Menurut Stephen Schafer, 19 ditinjau dari persfektif tanggung jawab korban itu sendiri mengenal 7 (tujuh) bentuk, yakni sebagai berikut :

a. Unrelated victims adalah mereka yang tidak ada hubungan dengan si pelaku dan menjadi korban karena memang potensial. Untuk itu, dari aspek tanggung jawab sepenuhnya berada dipihak korban;

b. Provocative victims merupakan korban yang disebabkan peranan korban untuk memicu terjadinya kejahatan. Karena itu, dari aspek tanggung jawab terletak pada diri korban dan pelaku secara bersamasama;

c. Participating victims hakikatnya perbuatan korban tidak disadari dapat mendorong pelaku melakukan kejahatan. Misalnya, mengambil uang di Bank dalam jumlah besar yang tanpa pengawalan, kemudian di bungkus dengan tas plastik sehingga mendorong orang untuk merampasnya. Aspek ini pertanggungjawaban sepenuhnya ada pada pelaku;

d. Biologically weak victim adalah kejahatan disebabkan adanya keadaan fisik korban seperti wanita, anak-anak, dan manusia lanjut usia (manula) merupakan potensial korban kejahatan. Ditinjau dari aspek pertanggungjawabannya terletak pada masyarakat atau pemerintah setempat karena tidak dapat memberi perlindungan kepada korban yang tidak berdaya;

e. Social weak victims adalah korban yang tidak diperhatikan oleh masyarakat bersangkutan seperti para gelandangan dengan kedudukan sosial yang lemah. Untuk itu, pertanggungjawabannya secara penuh terletak pada penjahat atau masyarakat;

f. Selfvictimizing victims adalah korban kejahatan yang dilakukan sendiri (korban semu) atau kejahatan tanpa korban. Pertanggung jawabannya sepenuhnya terletak pada korban karena sekaligus sebagai pelaku kejahatan;

g. Political victims adalah korban karena lawan politiknya. Secara sosiologis, korban ini tidak dapat dipertanggungjawabkan kecuali adanya perubahan konstelasi politik.
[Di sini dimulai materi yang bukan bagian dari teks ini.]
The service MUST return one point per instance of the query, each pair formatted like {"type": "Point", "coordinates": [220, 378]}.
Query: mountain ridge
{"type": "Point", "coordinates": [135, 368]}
Sedangkan ditinjau dari Prespektif keterlibatan korban dalam terjadinya kejahatan, maka Ezzat Abdel Fattah,20 menyebutkan beberapa bentuk, yakni sebagai berikut :

a. Nonparticipating victims adalah mereka yang tidak menyangkal/menolak kejahatan dan penjahat tetapi tidak turut berpartisipasi dalam penanggulangan kejahatan;

b. Latent or predisposed victims adalah mereka yang mempunyai karakter tertentu cenderung menjadi korban pelanggaran tertentu;

c. Provocative victims adalah mereka yang menimbulkan kejahatan atau pemicu kejahatan;

d. Participating victims adalah mereka yang tidak menyadari atau memiliki perilaku lain sehingga memudahkan dirinya menjadi korban;

e. False victims adalah mereka yang menjadi korban karena dirinya sendiri;


Selain dari prespektif yang dikemukakan kedua tokoh tersebut, sebagai suatu perbandingan perlu pula dikemukakan beberapa tipologi yang dikemukakan oleh Sellin dan Wolfgang,21 sebagai berikut :

a. Primary victimization, yang dimaksud adalah korban individual. Jadi korbannya adalah orang perorangan (bukan kelompok);

b. Secondary victimization,yang menjadi korban adalah kelompok, misalnya badan hukum;

c. Tertiary victimization, yang menjadi korban adalah masyarakat luas;

d. Mutual victimization,yang menjadi korban adalah si pelaku sendiri, misalnya pelacuran, perzinahan, dan narkotika;

e. No victimization, yang dimaksud bukan berarti tidak ada korban melainkan korban tidak segera dapat diketahui. Misalnya konsumen yang tertipu dalam menggunakan suatu hasil produksi.